By the look of his wide eyes and vacant stare, it is unlikely David Coote will recall much about the night that now threatens to leave his career as a Premier League referee and his reputation in tatters.
But the ramifications of Coote’s expletive-laden assault on Jurgen Klopp and Liverpool will be felt from the top of our football pyramid to the bottom. His moment of dismal and pathetic hubris has done a great disservice to our game. For this is about integrity, the most fundamental of all refereeing principles.
Match officials from the Premier League down to the blokes with tea towels for flags on the Sunday mudflats will feel the ramifications. The consequences will be theirs to suffer.
Referees and their assistants will always make mistakes. They all whistle when they shouldn’t and fail to spot things that they probably should. But deep down we forgive them their human frailties, their misjudgments, their occasional failures to spot what appears obvious.
We do that because we presume they are honest, we know they are regularly being conned by the players in their charge and we presume they are doing their very best to get difficult calls right.
Premier League referee David Coote has been suspended over comments he made in a leaked video
Coote (middle) went on an expletive-laden assault about Jurgen Klopp (left) and Liverpool in the video
Coote’s future as a Premier League referee will now be decided by the PGMOL
In short, we expect our referees to whistle without prejudice. We presume all games begin with a blank canvas, without a vested interest and, ideally, with an absolute and utter ambivalence to what the outcome is.
Because without that one basic tenet, we do not really have a refereeing system and without that we really do not have a game.
Coote has threatened all that. He has placed that in jeopardy. Coote and his stupid, pie-eyed friend holding the mobile phone on which this 73-second career suicide note was filmed have undermined all of that in the time it takes to say ‘upload’.
It looks to have been a very long evening indeed and Coote now faces a very long time out of football to think about it all.
The 42-year-old has been suspended by his employers at the Premier League and it will be a miracle if we see him again. Frankly, we should not see him again. Unless this footage — filmed in two equally damning parts — turns out to be the malicious work of some AI genius, there can be no way back from this.
The truth is that all of our referees will have players and managers in the game that they don’t like. Human nature and all that. Some of them may even share Coote’s view of Klopp.
Referees take an awful lot of stick from an awful lot of people on a Saturday and Sunday afternoon. And in these pages and on our platforms we have campaigned hard for them to be treated more fairly and more humanly.
But none of this forms much of an excuse for the sheer reckless stupidity of what Coote has done. Indeed we wonder today what colleagues in the refereeing community such as Stuart Attwell will be thinking of all this.

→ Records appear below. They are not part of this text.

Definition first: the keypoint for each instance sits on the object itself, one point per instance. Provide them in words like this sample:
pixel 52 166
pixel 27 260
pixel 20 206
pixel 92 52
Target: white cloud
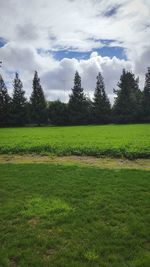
pixel 78 25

Coote deemed a potential red-card challenge by Aston Villa’s Leon Bailey on Liverpool’s Mo Salah on Saturday not to be a foul
Coote was previously part of matchday referee teams that Klopp fumed at after games
Attwell is the VAR official whose impartiality was questioned wickedly by Nottingham Forest after his work at a game between the Midlands club and Everton at Goodison Park last season.
Forest and their owner Evangelos Marinakis essentially accused Attwell of being biased because he is a supporter of Luton, relegation rivals at the time. In short, they questioned Attwell’s integrity and were recently punished severely for that.
It is this questioning of motive and integrity that referees push back against every time they step on to a football field. It is the most cutting of all allegations made regularly against them and, of course, it is unfounded.
Yet the reaction when this story broke on Monday shows just how quick many football fans are to believe that referees are, indeed, ‘bent’.
This is exactly what the conspiracy theorists have been waiting for. Coote and his sickly preening vanity has handed it to the mob on a plate. This is their ‘told you so’ moment and, further down the line, the yearly struggle to recruit referees at all levels of the game has just grown that little bit harder.
The reality is that Coote — a Premier League referee for six years — has failed PGMOL head Howard Webb and his honest and well-intentioned drive for greater transparency around decision making.
He has failed every referee who has ever made a wrong call — in other words, all of them. In a world of VAR chaos and at a time when standards never really seem to improve, Coote has gone a long way to stripping away the one remaining layer protecting officials from the mob, their presumed objectivity.
The relationship between players, managers and referees is built on mutual trust. It has to be. Usually it is the players we accuse of failing to keep their end of the bargain. But the last image we have of Coote, the last one we may ever have, is that of him waving away a clear red-card foul by Aston Villa’s Leon Bailey on Mo Salah at Anfield on Saturday.
‘No foul’ was the call and though we all saw it for the mistake that it was, we presumed human error. We did not presume bias, malicious intent or pleasure taken. Now many people will presume exactly that. So there it is, the damage is done.
This is the harm rendered by Coote and his desperate piece of iPhone vanity. This is the damage felt all the way to the roots of the game.
When he reflects on all of this, he may consider that he needs to choose his friends better. But that’s where the sympathy towards him begins and ends.